Genetik kayma “Sewell Wright Effect” olarak da bilinir (keşfedilmesinden sonra). Gen (allel) frekansında rastgeledir. Sadece tesadüfen meydana gelir. Bu yönlü değil. Genetik kayma, bazı alellerin yok edilmesine veya diğer alellerin popülasyonda sabitlenmesine neden olabilir. Genetik sürüklenme, gen havuzundaki alel popülasyonundaki bir değişikliği ifade eder. Bu yüzden genetik kayma meydana gelmemelidir.

4. Genetik Rekombinasyon Yok:

Ebeveyn bağlantı gruplarının alelleri ayrı ve gamet hücrelerinde yeni alel birleşmeleri oluşmuştur, bu işlem genetik rekombinasyon olarak bilinir. Bu nedenle mayozda geçme, popülasyondaki ana genetik çeşitlilik kaynağıdır. 'Yeni' özelliklerin birleşimini gösteren bu gamlardan oluşan yavrulara rekombinantlar denir. Genetik rekombinasyon yoktur.

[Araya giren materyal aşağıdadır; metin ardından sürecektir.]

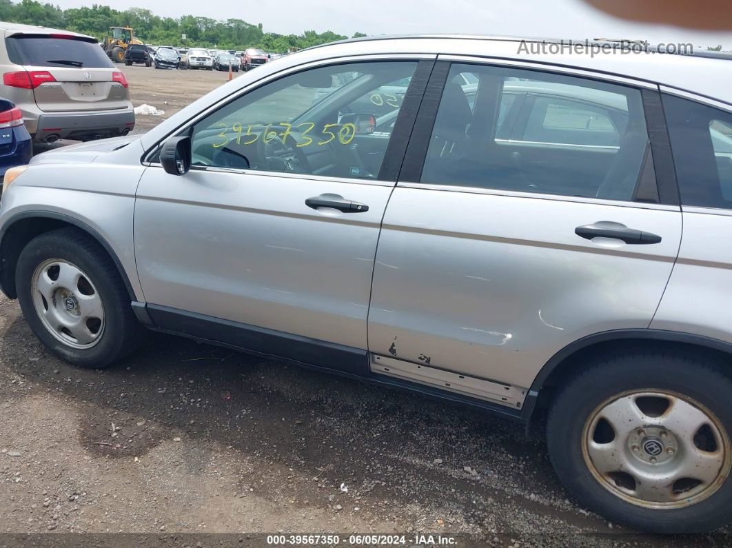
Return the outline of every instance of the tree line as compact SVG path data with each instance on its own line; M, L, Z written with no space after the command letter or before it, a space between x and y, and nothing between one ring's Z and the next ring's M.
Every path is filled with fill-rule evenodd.
M174 18L158 17L149 10L133 7L124 11L109 6L61 10L52 4L36 0L0 0L0 20L63 29L96 37L102 40L111 26L130 26L134 35L146 44L175 46L201 46L220 49L261 48L266 51L286 52L291 48L308 48L348 38L330 31L302 34L265 32L261 23L242 19L217 20L207 17L182 15ZM182 36L186 36L185 40ZM357 32L354 37L365 36Z

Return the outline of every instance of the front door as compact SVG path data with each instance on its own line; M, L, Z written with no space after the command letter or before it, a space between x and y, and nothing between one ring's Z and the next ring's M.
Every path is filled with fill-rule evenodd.
M348 105L417 67L381 61L299 72L184 130L190 171L151 167L138 192L135 256L153 319L348 369L329 353L337 348L360 356L365 369L373 260L395 175L379 175L391 134L368 134L369 113ZM333 363L323 364L329 356Z

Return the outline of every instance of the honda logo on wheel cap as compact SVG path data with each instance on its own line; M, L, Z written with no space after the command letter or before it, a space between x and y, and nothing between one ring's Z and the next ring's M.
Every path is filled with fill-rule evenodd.
M658 440L646 440L643 444L643 450L651 457L657 457L663 451L663 444Z

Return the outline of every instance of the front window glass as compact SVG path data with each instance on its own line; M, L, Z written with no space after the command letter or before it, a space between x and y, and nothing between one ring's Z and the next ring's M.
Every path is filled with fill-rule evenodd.
M416 67L351 63L265 84L193 127L193 165L376 179L392 127L377 119L395 119Z

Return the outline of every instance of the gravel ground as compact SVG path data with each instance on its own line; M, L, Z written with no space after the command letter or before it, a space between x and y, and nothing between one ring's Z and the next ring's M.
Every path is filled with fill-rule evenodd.
M134 104L165 117L227 78L124 70ZM160 119L139 116L135 130ZM278 532L729 545L728 531L643 536L587 512L559 486L540 425L527 435L474 410L152 333L112 369L76 369L44 350L17 302L0 297L0 547L241 545ZM154 536L23 536L59 532Z

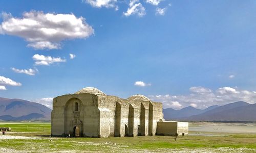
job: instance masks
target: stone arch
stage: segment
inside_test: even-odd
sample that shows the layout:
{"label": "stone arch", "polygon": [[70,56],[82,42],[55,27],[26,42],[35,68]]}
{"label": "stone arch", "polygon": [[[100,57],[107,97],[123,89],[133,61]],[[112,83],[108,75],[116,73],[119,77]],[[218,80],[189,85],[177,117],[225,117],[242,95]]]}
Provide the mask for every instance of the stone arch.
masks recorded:
{"label": "stone arch", "polygon": [[148,135],[153,135],[153,105],[151,102],[148,109]]}
{"label": "stone arch", "polygon": [[75,102],[75,111],[78,111],[78,103]]}
{"label": "stone arch", "polygon": [[138,129],[138,136],[145,136],[145,116],[146,116],[146,109],[145,107],[141,103],[140,106],[140,126],[139,129]]}
{"label": "stone arch", "polygon": [[75,131],[79,129],[79,135],[83,135],[83,107],[82,101],[77,98],[71,98],[66,103],[64,111],[64,130],[66,134],[73,134],[72,136],[76,136],[74,134],[77,134],[77,132],[76,133]]}
{"label": "stone arch", "polygon": [[121,137],[121,104],[116,102],[115,110],[115,136]]}
{"label": "stone arch", "polygon": [[128,115],[128,133],[129,136],[134,136],[134,108],[130,104],[129,112]]}

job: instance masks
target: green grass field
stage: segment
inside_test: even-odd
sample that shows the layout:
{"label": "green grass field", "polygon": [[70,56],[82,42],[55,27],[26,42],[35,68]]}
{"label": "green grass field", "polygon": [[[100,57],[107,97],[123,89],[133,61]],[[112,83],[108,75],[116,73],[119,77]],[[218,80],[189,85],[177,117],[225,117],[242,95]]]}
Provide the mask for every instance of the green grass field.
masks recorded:
{"label": "green grass field", "polygon": [[[211,136],[138,136],[135,137],[54,138],[51,124],[42,122],[0,122],[11,127],[0,139],[0,152],[256,152],[256,134],[207,133]],[[190,135],[191,134],[191,135]],[[215,136],[214,135],[215,135]]]}

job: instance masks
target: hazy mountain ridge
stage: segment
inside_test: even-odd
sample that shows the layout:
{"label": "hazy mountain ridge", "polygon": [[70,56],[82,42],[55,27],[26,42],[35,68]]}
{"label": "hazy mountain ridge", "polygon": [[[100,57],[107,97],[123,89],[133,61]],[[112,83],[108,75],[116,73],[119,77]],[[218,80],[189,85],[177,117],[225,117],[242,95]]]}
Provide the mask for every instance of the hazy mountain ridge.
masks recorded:
{"label": "hazy mountain ridge", "polygon": [[163,109],[164,117],[165,119],[177,119],[181,118],[188,117],[192,115],[200,114],[208,111],[220,107],[218,105],[210,106],[204,110],[196,109],[191,106],[184,108],[179,110],[167,108]]}
{"label": "hazy mountain ridge", "polygon": [[41,104],[0,97],[0,119],[50,120],[52,110]]}
{"label": "hazy mountain ridge", "polygon": [[[196,110],[197,109],[191,108],[190,110]],[[183,109],[183,110],[185,108]],[[164,109],[164,115],[165,119],[175,119],[185,121],[256,121],[256,104],[250,104],[244,101],[238,101],[230,103],[224,106],[211,106],[205,110],[199,110],[195,114],[190,116],[184,116],[179,115],[173,117],[168,116],[171,113],[166,113],[168,109]],[[182,110],[182,109],[181,109]],[[175,113],[182,112],[180,110],[172,112]],[[185,116],[185,115],[183,115]]]}

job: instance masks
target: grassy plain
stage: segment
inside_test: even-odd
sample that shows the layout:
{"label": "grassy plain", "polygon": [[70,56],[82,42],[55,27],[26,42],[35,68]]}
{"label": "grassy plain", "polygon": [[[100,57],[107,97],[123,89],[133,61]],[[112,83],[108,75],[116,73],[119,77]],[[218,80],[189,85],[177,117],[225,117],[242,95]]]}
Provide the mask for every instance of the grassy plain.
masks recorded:
{"label": "grassy plain", "polygon": [[[0,140],[5,142],[1,145],[0,152],[256,152],[256,129],[255,133],[215,130],[205,132],[201,130],[205,128],[203,125],[204,123],[190,123],[191,129],[197,131],[189,131],[188,136],[178,137],[175,141],[174,137],[160,136],[54,138],[50,137],[50,123],[0,122],[0,127],[12,128],[11,132],[0,136]],[[213,125],[215,128],[219,127]],[[207,128],[210,128],[206,126]]]}

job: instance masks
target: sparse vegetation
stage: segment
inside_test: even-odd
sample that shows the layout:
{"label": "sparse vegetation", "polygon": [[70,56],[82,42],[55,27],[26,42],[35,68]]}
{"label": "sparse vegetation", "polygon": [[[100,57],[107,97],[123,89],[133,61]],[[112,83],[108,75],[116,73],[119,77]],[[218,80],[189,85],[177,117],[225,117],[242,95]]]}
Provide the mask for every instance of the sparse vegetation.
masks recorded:
{"label": "sparse vegetation", "polygon": [[[0,152],[49,151],[195,151],[256,152],[256,134],[210,133],[212,136],[196,135],[191,132],[188,136],[161,136],[136,137],[53,138],[50,137],[50,123],[40,122],[5,122],[0,126],[11,127],[1,138],[5,139]],[[204,133],[204,134],[209,134]],[[214,135],[215,135],[215,136]],[[15,137],[22,136],[23,137]],[[7,137],[8,138],[8,137]],[[29,138],[25,139],[24,138]]]}

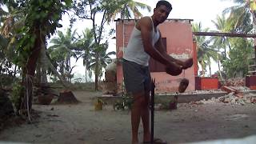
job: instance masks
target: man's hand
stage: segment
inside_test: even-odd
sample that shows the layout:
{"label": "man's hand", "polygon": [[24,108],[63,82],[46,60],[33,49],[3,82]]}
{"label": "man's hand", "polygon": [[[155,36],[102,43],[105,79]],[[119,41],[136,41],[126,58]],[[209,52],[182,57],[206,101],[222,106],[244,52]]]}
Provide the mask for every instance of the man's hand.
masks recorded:
{"label": "man's hand", "polygon": [[183,66],[182,66],[182,69],[186,70],[189,67],[191,67],[192,66],[193,66],[193,58],[190,58],[184,62]]}

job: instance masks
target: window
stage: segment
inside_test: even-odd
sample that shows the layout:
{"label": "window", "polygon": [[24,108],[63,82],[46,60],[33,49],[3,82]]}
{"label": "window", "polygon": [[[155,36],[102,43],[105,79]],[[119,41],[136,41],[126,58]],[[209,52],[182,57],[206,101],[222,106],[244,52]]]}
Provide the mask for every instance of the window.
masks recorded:
{"label": "window", "polygon": [[[165,50],[166,51],[166,38],[162,38],[162,41],[163,42],[163,46],[165,48]],[[153,59],[150,58],[150,69],[151,72],[165,72],[165,66],[158,61]]]}

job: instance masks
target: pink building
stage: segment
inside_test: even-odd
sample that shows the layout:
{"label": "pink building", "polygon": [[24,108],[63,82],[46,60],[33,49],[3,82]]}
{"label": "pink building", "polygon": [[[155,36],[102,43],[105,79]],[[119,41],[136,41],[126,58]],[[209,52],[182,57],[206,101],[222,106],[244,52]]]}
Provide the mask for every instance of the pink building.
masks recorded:
{"label": "pink building", "polygon": [[[180,75],[173,77],[164,72],[163,66],[161,63],[150,59],[151,76],[153,78],[155,78],[155,90],[157,93],[177,91],[179,81],[183,78],[190,80],[186,91],[195,90],[195,76],[197,76],[198,62],[196,45],[193,42],[190,22],[191,20],[189,19],[168,19],[158,26],[167,54],[181,60],[194,57],[194,65],[191,68],[183,70]],[[118,59],[122,59],[123,53],[126,51],[134,22],[135,20],[118,19],[116,21]],[[123,83],[122,62],[118,62],[117,65],[117,83],[118,86],[118,91],[120,92]]]}

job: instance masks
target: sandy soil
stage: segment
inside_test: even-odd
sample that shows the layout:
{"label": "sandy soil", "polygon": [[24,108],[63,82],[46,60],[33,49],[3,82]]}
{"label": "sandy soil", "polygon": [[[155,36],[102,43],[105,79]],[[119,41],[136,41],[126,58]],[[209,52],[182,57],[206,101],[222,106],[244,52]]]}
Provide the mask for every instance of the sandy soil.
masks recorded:
{"label": "sandy soil", "polygon": [[[95,111],[91,98],[100,93],[74,94],[81,103],[34,105],[40,118],[2,131],[0,142],[130,143],[129,111],[114,111],[112,106]],[[243,138],[256,134],[256,105],[178,104],[175,110],[155,111],[154,127],[155,137],[169,143]],[[142,141],[142,126],[139,134]]]}

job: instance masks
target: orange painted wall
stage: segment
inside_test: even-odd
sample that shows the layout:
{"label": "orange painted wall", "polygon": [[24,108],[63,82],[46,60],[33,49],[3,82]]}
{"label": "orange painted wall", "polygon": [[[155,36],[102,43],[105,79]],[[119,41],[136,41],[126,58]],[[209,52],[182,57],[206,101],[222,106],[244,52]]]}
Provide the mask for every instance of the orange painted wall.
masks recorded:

5. Hiçbir Doğal Seçim Basıncı:

Söz konusu alellerle ilgili olarak doğal bir seçim baskısı olmamalıdır. Hardy-Weinberg Prensibi'ne göre, beş koşulun üstünde de yerine getirilirse gen frekansları sabit kalacaktır. Örneğin bireysel frekanslar p, q vb. Olarak adlandırılabilir. Bir diploidde p ve q, allel A ve allel a'nın frekansını temsil eder. Hasta ve popülasyondaki AA bireylerinin sıklığı P ”dir. Bu, başka bir yolla ifade edilebilir, yani, p sıklığına sahip bir alel A'nın, bir diploid bireyin her iki kromozomunda ortaya çıkma olasılığı, olasılıkların ürünüdür . örneğin, p 2 . Benzer şekilde aa q2'dir, Aa 2 pq'dir. Böylece p 2 + 2 pq + q 2 = 1 p = baskın alel frekansı, q = resesif alel frekansı, p 2 = homozigoz baskın genotip, 2pq = heterozous genotip, q 2 = homozigoz resesif genotip, 1 = tüm alelik toplamı frekansları.

Allel ve genotip frekanslarını allel frekansı p + q = 1 ve genotip frekansı p 2 + 2pq + q 2 = 1 ifadelerini kullanarak hesaplamak mümkündür. Birkaç kuşak boyunca sürekli gen frekansları, evrimin gerçekleşmediğini göstermektedir. Gen frekanslarının değiştirilmesi, evrimin devam ettiğini gösterir. Başka bir deyişle, evrim, genetik denge bozulduğunda gerçekleşir (evrim, Hardy-Weinberg Dengesi İlkesinden bir ayrılmadır).